Chaz dellaPortaInterview, fall 2007, with sculptor Chaz dellaPorta:

Listen to audio of full interview:

Chaz dellaPorta, lives outside of Fairplay, a small town in Park County, Colorado. He admits he's had a great education in sculpture, technique and art history, but works hard to place all that aside with his own ego, and make what is most closely described as instinctual and is sculpture that would only come from someone working in his unique energy frequency.

usA.com: What's the purpose of art today?

CdP: Today?

usA: Not Oct. 9, 2007, but in general.

CdP: It's easier to say what will art be in 20 years from now. That makes more sense to me, only because I ask myself that, what is the point of doing what I'm doing.

You look at art history and look what was made in the 16th, 17th century, it was the power of the church the aristocracy. In the 1920s Europe, 1940s in America, found objects came in, and it was art because an artist said it was art. The wave of energy now -- the pond is so big that a ripple is disippated before it reaches the shore, but the number of people that can be reached before the energy is dissipated is amazing. There is a lot of stuff that's being made -- hey, my brother makes photographs, and you need some for your hotel, yeah, we'll buy 'em. That's not art never was.

What is the future model. Art for me is about quality of energy. If Brancusi was resonating 20 megaHertz when he produced those items that we call art, what was needed to get into that 20 mhz space. When they made it and it resonates 20 mhz. How do we acheive that today?
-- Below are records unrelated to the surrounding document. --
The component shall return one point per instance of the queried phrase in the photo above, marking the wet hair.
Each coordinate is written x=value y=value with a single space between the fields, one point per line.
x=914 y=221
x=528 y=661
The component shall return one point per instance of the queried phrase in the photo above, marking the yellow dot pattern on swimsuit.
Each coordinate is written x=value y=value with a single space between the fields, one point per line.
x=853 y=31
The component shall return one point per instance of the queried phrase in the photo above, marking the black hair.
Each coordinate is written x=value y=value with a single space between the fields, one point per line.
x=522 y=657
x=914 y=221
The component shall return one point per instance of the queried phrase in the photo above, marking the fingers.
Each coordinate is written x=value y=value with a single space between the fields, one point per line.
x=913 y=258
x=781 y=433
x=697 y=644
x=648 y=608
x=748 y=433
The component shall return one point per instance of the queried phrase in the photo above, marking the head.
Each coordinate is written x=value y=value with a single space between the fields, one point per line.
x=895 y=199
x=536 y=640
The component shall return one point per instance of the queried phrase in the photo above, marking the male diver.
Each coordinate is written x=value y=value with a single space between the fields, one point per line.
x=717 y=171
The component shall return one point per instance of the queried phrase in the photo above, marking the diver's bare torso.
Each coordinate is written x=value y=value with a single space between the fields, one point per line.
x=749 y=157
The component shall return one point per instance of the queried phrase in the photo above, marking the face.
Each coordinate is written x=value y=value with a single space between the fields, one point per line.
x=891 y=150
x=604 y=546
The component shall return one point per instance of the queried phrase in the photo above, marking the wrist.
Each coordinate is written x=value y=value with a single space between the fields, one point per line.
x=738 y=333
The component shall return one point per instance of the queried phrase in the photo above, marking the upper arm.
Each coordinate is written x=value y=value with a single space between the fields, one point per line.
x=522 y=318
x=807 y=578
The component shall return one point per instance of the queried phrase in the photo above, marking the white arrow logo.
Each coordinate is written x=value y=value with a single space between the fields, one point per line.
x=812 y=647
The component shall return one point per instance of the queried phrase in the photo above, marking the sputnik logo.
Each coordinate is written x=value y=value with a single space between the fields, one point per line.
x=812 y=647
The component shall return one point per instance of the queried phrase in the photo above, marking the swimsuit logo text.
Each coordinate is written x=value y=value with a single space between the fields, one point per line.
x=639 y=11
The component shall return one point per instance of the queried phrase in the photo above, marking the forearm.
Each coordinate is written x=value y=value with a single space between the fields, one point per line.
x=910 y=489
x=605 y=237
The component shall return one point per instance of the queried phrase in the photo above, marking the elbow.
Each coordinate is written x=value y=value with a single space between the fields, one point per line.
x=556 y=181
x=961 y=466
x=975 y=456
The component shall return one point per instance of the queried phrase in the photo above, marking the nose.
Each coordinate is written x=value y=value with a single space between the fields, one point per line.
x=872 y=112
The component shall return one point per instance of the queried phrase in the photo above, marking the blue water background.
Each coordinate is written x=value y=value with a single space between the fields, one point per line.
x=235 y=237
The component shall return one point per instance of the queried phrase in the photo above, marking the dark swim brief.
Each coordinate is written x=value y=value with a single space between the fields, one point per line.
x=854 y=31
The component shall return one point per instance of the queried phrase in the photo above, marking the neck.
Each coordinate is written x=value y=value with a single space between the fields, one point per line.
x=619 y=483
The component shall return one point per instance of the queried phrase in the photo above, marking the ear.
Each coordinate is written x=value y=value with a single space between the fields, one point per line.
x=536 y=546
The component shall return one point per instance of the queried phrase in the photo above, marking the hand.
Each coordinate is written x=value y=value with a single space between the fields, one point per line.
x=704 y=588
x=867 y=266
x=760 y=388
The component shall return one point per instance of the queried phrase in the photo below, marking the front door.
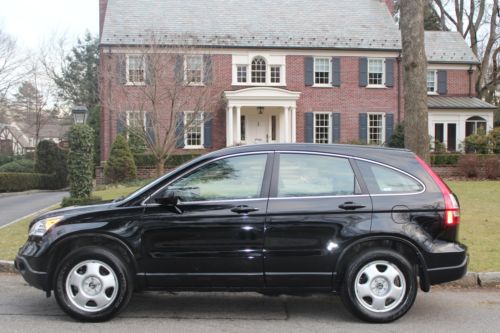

I'm not sure what I'm resonating.

CdP: When I make something from a certain energy, from a certain space within myself, I find that I connect with other people. They connect and they usually tell me stuff that is very personal, very emotional, very private just becasue they touched the sculpture, an inanamate object. I realize I have to in a certain space: a level of calmness, clarity. Only I know if I'm in that space. However, if my ego is not involved and it's pure, then other people with know something, too. Then I've done my job. It's not about making an object. It's about keeping into that space. I need to oblige all the stuff I know, all my education, etc, but I have, first, to get into that space.

usA: As you're working on a piece do you make judgements?

CdP: I'm making it without my mind. I need a bigger word than intuition, it's spirit, it's the not tangible part of my mind, When I have these intellectual thoughts dribbling through I try to ignore them. Now, I've got some words like that's a cool shape, other that reminds me of a arm or a face, I know these words are a heads up -- I need to work on another section of the sculpture. Becasue my brain keep saying 'looks like a dog, looks like a dog.'

usA: It's important that your work isn't overly representational?

CdP: I have very little interest in telling people what to do. Instead, there is a sense of allowing.

usA: You do have to choose what to do? Do you always have to make objects.

CdP: I feel more of an affinity with three dimentions, more tangible. I've had a little experience with video and installation, and it wasn't satisfying.